The main package. Start here. Structured data extraction powered by LLMs. Define a PHP class with typed properties, pass it to Instructor with some text, get a validated object back.
Why use it:
  • Type-safe outputs (your IDE understands the response)
  • Automatic validation with Symfony Validator
  • Self-correcting retries (LLM gets feedback on errors)
  • Works with any provider through Polyglot
→ Instructor Documentation

Polyglot

Use this when you need direct LLM access without structured extraction. A unified interface for LLM providers. Write code once, run it against any provider. Useful when you’re building chat interfaces, agents, or need raw completions.
Why use it:
  • Same code works with 20+ providers
  • No vendor lock-in
  • Streaming, embeddings, tool calling
  • Test with cheap/fast models, deploy with powerful ones
→ Polyglot Documentation

HTTP Client

Use this when you need low-level HTTP control. The HTTP layer that powers Polyglot. Most developers never touch this directly, but it’s available if you need custom HTTP handling, middleware, or want to build your own LLM integrations.
Why use it:
  • Streaming-first design
  • Middleware pipeline
  • Multiple backends
  • Single-request transport only
→ HTTP Client Documentation

HTTP Pool

Use this when you need concurrent request execution. http-pool handles fan-out workloads.
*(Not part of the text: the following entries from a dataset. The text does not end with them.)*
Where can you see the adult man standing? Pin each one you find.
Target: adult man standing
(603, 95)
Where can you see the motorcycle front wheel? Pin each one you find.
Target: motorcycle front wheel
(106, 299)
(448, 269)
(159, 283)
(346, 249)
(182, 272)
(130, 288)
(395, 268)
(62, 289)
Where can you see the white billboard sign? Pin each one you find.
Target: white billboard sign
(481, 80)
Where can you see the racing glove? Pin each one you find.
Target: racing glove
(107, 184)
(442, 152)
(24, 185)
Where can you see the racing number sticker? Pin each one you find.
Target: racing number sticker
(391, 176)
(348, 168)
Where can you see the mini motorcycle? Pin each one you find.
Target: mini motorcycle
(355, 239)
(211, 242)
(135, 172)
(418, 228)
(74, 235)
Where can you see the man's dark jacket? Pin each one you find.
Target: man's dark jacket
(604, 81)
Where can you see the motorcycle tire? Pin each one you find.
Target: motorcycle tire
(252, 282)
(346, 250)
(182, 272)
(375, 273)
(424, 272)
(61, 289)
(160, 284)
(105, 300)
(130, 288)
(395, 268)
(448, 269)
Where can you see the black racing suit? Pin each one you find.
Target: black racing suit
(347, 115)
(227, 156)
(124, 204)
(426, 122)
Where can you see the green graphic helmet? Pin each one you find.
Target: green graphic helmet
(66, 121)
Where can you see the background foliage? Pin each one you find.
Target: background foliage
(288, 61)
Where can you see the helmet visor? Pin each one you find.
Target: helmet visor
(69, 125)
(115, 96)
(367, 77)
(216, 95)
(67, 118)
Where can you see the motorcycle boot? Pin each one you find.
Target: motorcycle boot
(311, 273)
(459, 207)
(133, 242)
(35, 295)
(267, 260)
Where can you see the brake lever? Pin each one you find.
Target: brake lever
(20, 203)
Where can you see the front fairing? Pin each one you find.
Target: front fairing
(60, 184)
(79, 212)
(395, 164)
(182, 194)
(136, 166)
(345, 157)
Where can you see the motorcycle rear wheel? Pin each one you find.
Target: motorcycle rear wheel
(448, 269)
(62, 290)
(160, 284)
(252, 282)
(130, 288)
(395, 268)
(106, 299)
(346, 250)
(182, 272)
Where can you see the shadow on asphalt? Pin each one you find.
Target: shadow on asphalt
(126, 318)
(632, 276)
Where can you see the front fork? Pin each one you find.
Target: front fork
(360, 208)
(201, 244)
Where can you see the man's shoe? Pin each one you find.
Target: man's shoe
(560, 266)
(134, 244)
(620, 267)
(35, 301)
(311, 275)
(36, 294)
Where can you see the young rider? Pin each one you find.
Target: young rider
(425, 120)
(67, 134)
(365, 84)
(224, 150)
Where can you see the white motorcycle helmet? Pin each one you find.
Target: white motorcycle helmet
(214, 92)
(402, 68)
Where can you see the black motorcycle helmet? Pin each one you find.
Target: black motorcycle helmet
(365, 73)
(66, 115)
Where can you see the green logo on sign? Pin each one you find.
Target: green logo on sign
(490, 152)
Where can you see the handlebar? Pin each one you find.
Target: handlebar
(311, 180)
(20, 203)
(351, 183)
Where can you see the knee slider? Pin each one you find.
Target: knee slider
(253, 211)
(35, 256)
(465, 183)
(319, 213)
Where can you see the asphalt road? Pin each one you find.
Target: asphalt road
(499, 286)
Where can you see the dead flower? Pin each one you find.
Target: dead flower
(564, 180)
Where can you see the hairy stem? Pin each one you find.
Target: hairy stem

It uses the same request and response objects as http-client, but the execution model is separate and focused on batching.
Why use it:
  • Concurrent request execution
  • Typed request and response collections
  • Separate from single-request transport
→ HTTP Pool Documentation

Laravel Integration

Use this if you’re building with Laravel. Adds Laravel-specific conveniences: service provider, facades, config publishing, and testing fakes.
Why use it:
  • Auto-discovery (just install and use)
  • Laravel-style configuration
  • Testing fakes for unit tests
  • Integrates with Laravel’s logging
→ Laravel Documentation

Symfony Integration

Use this if you’re building with Symfony. Adds a first-party bundle surface for config translation, framework-owned event delivery, telemetry, logging, Messenger handoff, and package-aligned testing seams.
Why use it:
  • one instructor config root instead of scattered Symfony glue
  • package-owned event, delivery, telemetry, and logging wiring
  • AgentCtrl and native-agent seams that work in HTTP, Messenger, and CLI contexts
  • documented testing and migration path
→ Symfony Documentation

Internal Packages

These packages are used internally by Instructor and Polyglot. They’re not meant for direct use, but they’re available if you’re extending the library or curious about the architecture.